What Makes a Microservice “Micro”?

People really like to be able to use numbers. We see this in management; we see it in requirements gathering. Numbers, after all, are objective. Objective is better than subjective, right?

The answer, of course, is “it depends”. If one can defend the proposition that a given number equates to a given level of quality, then an objective measure should be preferable. If, however, the number is arbitrarily selected, the fact that it’s a number doesn’t change the fact that it was subjectively chosen.
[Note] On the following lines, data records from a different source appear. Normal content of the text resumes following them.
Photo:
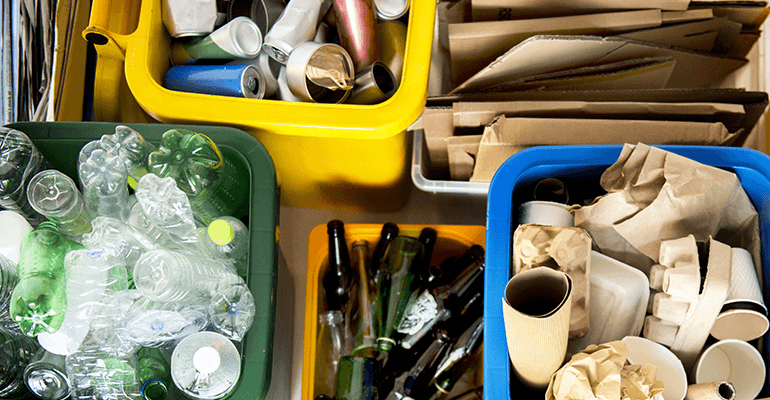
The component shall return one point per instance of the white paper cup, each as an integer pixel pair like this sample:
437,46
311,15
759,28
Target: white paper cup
545,213
536,310
734,361
670,368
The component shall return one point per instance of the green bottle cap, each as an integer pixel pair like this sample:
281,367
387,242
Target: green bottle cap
221,232
154,389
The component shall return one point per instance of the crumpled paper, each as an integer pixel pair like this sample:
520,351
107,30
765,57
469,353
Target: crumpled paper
654,195
598,373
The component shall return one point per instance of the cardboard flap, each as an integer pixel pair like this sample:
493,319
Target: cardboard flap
474,45
699,35
462,151
544,54
506,136
497,10
633,74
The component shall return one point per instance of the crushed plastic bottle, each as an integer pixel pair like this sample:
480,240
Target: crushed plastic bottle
39,298
132,148
98,374
20,160
213,184
93,273
228,238
231,311
104,180
55,195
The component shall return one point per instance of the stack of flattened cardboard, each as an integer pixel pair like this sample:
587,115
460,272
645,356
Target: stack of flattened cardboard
511,74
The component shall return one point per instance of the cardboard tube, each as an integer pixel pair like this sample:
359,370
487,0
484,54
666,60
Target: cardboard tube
720,390
669,308
682,282
683,250
536,311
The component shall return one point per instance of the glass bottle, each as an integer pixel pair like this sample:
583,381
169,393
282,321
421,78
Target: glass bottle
55,195
463,354
399,280
212,183
435,306
46,376
154,373
388,233
39,298
20,160
415,383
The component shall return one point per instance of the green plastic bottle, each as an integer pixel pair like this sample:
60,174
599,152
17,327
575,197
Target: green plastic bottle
398,281
212,183
154,373
39,299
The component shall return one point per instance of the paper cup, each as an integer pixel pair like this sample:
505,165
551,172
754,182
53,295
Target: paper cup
670,368
545,213
734,361
744,315
536,311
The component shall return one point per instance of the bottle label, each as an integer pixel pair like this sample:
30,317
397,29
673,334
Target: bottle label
418,313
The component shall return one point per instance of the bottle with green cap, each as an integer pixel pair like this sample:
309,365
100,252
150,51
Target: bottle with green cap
227,237
154,372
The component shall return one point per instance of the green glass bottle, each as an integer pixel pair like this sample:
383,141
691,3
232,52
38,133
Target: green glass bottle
39,299
154,373
463,354
212,183
399,279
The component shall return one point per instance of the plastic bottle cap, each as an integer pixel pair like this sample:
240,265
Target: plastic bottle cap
206,360
220,232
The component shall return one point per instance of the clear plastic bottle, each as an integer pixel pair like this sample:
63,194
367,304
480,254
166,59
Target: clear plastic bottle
205,365
163,275
20,160
16,351
46,376
227,237
55,195
39,298
93,273
168,208
104,180
132,148
231,311
211,181
98,374
15,227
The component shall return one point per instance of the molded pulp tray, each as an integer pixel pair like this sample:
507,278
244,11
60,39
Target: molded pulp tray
584,164
60,143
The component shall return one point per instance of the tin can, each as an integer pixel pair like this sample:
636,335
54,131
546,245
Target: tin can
46,376
393,46
390,10
357,30
373,85
189,17
302,59
298,24
239,38
223,80
206,366
263,12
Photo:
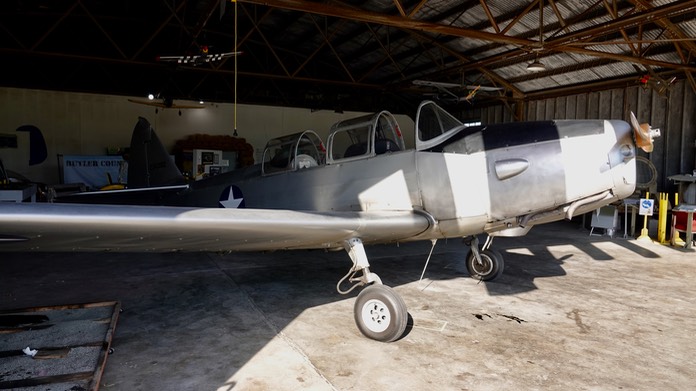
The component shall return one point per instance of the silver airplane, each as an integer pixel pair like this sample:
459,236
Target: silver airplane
361,187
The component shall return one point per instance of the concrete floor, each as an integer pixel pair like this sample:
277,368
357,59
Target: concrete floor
570,312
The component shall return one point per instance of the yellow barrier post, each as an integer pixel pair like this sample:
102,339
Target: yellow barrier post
644,231
662,218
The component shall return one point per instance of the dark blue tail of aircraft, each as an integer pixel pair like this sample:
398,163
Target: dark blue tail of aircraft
149,164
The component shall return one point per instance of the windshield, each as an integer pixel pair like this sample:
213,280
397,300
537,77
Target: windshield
432,125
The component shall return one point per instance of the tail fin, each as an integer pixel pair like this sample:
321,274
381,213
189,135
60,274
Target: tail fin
149,164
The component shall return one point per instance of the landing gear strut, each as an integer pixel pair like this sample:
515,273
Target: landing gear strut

Take, for example, the size metric that “defines” a microservice. According to James Hughes (who considers the definition “atrocious”), “…there seems to be a consensus that a micro service is a simple application that sits around the 10-100 LOC mark”. Does this mean that when the codebase hits 101 lines of code, the result ceases to be a microservice? Does this mean that higher-level languages are required to create microservices because lower-level ones would exceed the LOC limit before expressing something useful?
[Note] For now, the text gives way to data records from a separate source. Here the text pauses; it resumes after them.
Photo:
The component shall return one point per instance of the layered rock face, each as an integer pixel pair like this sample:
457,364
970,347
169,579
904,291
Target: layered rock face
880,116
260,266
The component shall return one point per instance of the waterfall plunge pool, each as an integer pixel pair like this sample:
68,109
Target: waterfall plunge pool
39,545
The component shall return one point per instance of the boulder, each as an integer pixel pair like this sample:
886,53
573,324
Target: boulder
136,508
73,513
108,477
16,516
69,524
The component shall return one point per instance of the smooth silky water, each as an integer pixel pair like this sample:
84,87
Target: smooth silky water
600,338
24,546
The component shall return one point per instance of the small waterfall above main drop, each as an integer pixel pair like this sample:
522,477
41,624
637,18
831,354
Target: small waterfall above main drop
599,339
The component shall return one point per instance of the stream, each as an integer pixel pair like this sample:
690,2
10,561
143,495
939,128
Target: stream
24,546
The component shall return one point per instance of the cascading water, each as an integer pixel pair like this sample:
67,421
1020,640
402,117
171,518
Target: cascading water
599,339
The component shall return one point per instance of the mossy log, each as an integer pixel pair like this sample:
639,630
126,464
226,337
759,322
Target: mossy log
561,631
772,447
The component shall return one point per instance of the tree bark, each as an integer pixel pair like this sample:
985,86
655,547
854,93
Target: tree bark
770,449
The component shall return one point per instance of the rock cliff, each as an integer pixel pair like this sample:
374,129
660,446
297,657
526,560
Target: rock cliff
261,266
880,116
Clearly a quantitative metric that is irrelevant to what we really want to measure won’t work. This leaves us to choose a valid way to make a qualitative judgement about what makes a microservice “micro”.

There’s the cynical approach:

and there’s the pragmatic approach:

In my opinion, the defining characteristic of a microservice is that it’s an application (in terms of having an independent codebase that is independently deployed) that exists as a component of what an end-user would be more likely to consider the actual application. A microservice is part of the internals of what is the perceived application. It is important to remember that the microservice architectural style is an application architecture style.
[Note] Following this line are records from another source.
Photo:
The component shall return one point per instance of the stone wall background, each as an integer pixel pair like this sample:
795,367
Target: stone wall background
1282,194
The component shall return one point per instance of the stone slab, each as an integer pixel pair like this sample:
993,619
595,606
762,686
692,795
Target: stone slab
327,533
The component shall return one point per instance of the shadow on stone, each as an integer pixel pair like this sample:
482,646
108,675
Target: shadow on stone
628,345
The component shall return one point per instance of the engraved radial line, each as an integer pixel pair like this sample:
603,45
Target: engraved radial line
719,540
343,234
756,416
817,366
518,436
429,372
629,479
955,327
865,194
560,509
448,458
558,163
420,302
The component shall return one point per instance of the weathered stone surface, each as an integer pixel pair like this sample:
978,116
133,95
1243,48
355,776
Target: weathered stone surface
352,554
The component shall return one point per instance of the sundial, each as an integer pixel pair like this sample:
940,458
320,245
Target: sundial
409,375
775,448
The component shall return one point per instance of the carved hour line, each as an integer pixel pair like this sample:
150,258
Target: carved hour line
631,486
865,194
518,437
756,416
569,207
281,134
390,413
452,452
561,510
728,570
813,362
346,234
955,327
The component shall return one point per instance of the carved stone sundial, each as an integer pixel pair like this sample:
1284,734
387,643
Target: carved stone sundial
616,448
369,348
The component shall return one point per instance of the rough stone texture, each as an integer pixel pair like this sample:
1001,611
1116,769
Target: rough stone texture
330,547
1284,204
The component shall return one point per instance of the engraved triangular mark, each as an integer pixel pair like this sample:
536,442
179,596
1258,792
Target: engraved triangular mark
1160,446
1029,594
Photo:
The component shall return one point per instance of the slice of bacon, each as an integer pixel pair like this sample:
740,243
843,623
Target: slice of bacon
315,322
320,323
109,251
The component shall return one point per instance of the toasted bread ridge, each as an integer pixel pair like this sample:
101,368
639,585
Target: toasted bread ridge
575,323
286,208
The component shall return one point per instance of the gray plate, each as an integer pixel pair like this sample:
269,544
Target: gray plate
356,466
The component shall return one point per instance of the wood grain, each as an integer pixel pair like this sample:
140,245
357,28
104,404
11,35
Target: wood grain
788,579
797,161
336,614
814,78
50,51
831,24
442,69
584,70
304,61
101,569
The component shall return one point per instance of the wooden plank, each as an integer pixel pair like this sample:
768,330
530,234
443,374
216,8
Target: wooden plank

I believe that Ben Morris’s suggestion that “…a single deployable service should be no bigger than a bounded context, but no smaller than an aggregate” is a good heuristic for identifying the service boundary. It puts the emphasis on cohesiveness rather than size. It is the single responsibility principle at the application/component level of abstraction.

In my opinion, a microservice is a component of an application that is independently scalable and independently deployable, possess an independent lifecycle, codebase, and data. It is “micro” in the sense of “microcosm” rather than “micro” in terms of some arbitrary unit of size.

Mixed Signals and Messed-Up Metrics

yes...no...um, maybe?

Dentistry has made me a liar.

One of my tasks each morning is to make sure my youngest son brushes his teeth. Someone, somewhere decided that two minutes of tooth brushing will ensure optimal oral hygiene, which target has been transmitted by our dentist to our very bright, but very literal six year-old. Every morning when he has thoroughly brushed and I give him the go-ahead to rinse, he asks “Dad, was that two minutes?”, to which I reply “yes, yes it was”, regardless of how long it took. I’m a horrible person, yes, but trying to explain the nuances to him at this age would be a pain on par with trimming my nails with a chainsaw – the lie works out better for all involved.

My daily moral dilemma has a very common source – metrics are frequently signals of a condition, rather than the condition itself. When you cannot use a direct measure (e.g. number of widgets per hour), it’s usual to substitute a proxy that indicates the desired condition (at least that’s the plan). A simplistic choice, however, will lead to metrics that fail to hold true. Two minutes spent brushing well should yield very good results, however, inadequate brushing, no matter how long you spend doing it, will always be inadequate. This is a prime example of what Seth Godin termed “…measuring what’s easy to measure as opposed to what’s important”.

Examples of these types of measures in software development are well-known:

  • Lines of Code: Rather than productivity, this just measure typing. Given two methods equal in every other way, would the longer one be better?
  • Bug Counts: Not all bugs are created equal. One substantive bug can outweigh thousands of cosmetic ones.
  • Velocity/Turn Time: Features and (again) bugs are not created equal. Complexity, both business and technical, as well as clarity of the problem, tend to be have more impact on time to complete than effort expended or size.

As John Sonmez noted in “We Can’t Measure Anything in Software Development”: “We can track the numbers, but we can’t draw any good conclusions from them.”

There are a number of reasons these measures are unreliable. First, is the tenuous ties between the measures and what they hope to represent as noted above. Second, is the phenomenon known as Goodhart’s law: “When a measure becomes a target, it ceases to be a good measure”. In essence, when people know that a certain number is wanted/expected, the system will be gamed to achieve that number. Most importantly, however, is that value is the desired result, not effort. In manufacturing, more widgets per hour means greater profits (assuming sufficient demand). For software development, excess production can likely yield excess risk.

None of this is to suggest that metrics, including those above, are useless. What is important, however, is not the number, but what the number signals (particularly when metrics are combined). Increasing lines of code over time coupled with increasing bug counts and/or decreasing velocity may signal increased complexity/technical debt in your codebase, allowing you to investigate before things reach critical mass. Capturing the numbers to use as an early warning mechanism will likely bear much more fruit than using them as a management tool, where they likely become just a lie we tell ourselves and others.